Constipation

 

 

Although occasional constipation can affect anyone, some people especially women and people over the age of 65 are plagued by chronic constipation. Constipation can make you feel bloated and uncomfortable, and you may find yourself straining during bowel movements. The normal frequency of bowel movements varies widely from person to person, from once or more a day to three times per week. However, you are likely constipated if you pass a hard, dry stool less than three times per week.

 

Diet

Water is the first key; assure at least 40 to 60 ounces a day. Fiber-rich foods especially fruits, vegetables, and whole grains are the best defense against constipation. Fiber is the part of plant that we cannot digest and there are two types that can benefit your bowels: soluble and insoluble. Soluble fiber, found in apples, beans and legumes, flaxseed, oats, oranges, and pears absorbs water and binds with fatty acids, forming a gel-like substance that keeps stools soft. Adding more insoluble fiber to your diet will add bulk to your stool and make it easier to pass. Foods that are high in insoluble fiber include cruciferous vegetables, prunes, raisins, and whole grains, especially wheat bran, brown rice or whole grain bread. Replacing refined and processed food that contains little, if any, dietary fiber with these healthful foods can help to ease constipation. The goal is to consume 25 to 30 grams of fiber every day. Yet most Americans get only about 15 grams from the foods they eat.

 

Lifestyle

Along with eating a low fiber diet, many Americans live a sedentary lifestyle that does not support healthy elimination. However, moving your body will help you move your bowels by speeding up the time it takes food to move through your digestive tract. This limits the amount of water that is absorbed from the stool into your body. Simply taking a 15 minute walk after eating can help alleviate constipation. Also, bowel movement rituals are important: use a small foot stool to keep your body in squatting position and take some non-hurried time, preferably in the morning.

 

Supplements

Probiotics: have been found in some studies to help ease chronic constipation. One placebo-controlled study of people with constipation discovered that a probiotic drink containing a strain of beneficial bacteria called Lactobacillus casei Shirota resulted in a significant improvement in stool consistency and the severity of symptoms. Another trial of 636 people with constipation-variety irritable bowel syndrome found that a probiotic supplement containing Bifidobacterium longum eased constipation, as well as bloating and abdominal pain. Look for a probiotic supplement that contains a variety of live Bifidobacterium and Lactobacillus bacteria, along with FOS. FOS stands for fructo-oligosaccharides, a carbohydrate that provides the food bacteria need to thrive. Typical dosage: the minimum dose is one billion live organisms a day. While that might sound like a lot, it’s actually about the same amount you’ll find in a cup of yogurt.

 

Psyllium: is a natural fiber supplement that forms a gel when combined with water.
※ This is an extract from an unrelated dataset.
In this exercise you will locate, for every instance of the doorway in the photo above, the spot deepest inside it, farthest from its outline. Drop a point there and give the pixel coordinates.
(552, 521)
This adds bulk to the stool and softens it so that it’s easier to pass. In one study of 170 people with constipation that appeared in the journal Alimentary Pharmacology and Therapeutics, researchers compared the effects of a psyllium supplement to an over-the-counter stool softener. After two weeks, they found that the psyllium outperformed the stool softener as a laxative. If you opt for a psyllium supplement, make sure you take it with plenty of water otherwise this fiber can have the opposite effect and be constipating. Typical dosage: 10 to 30 grams per day as needed, taken in divided doses.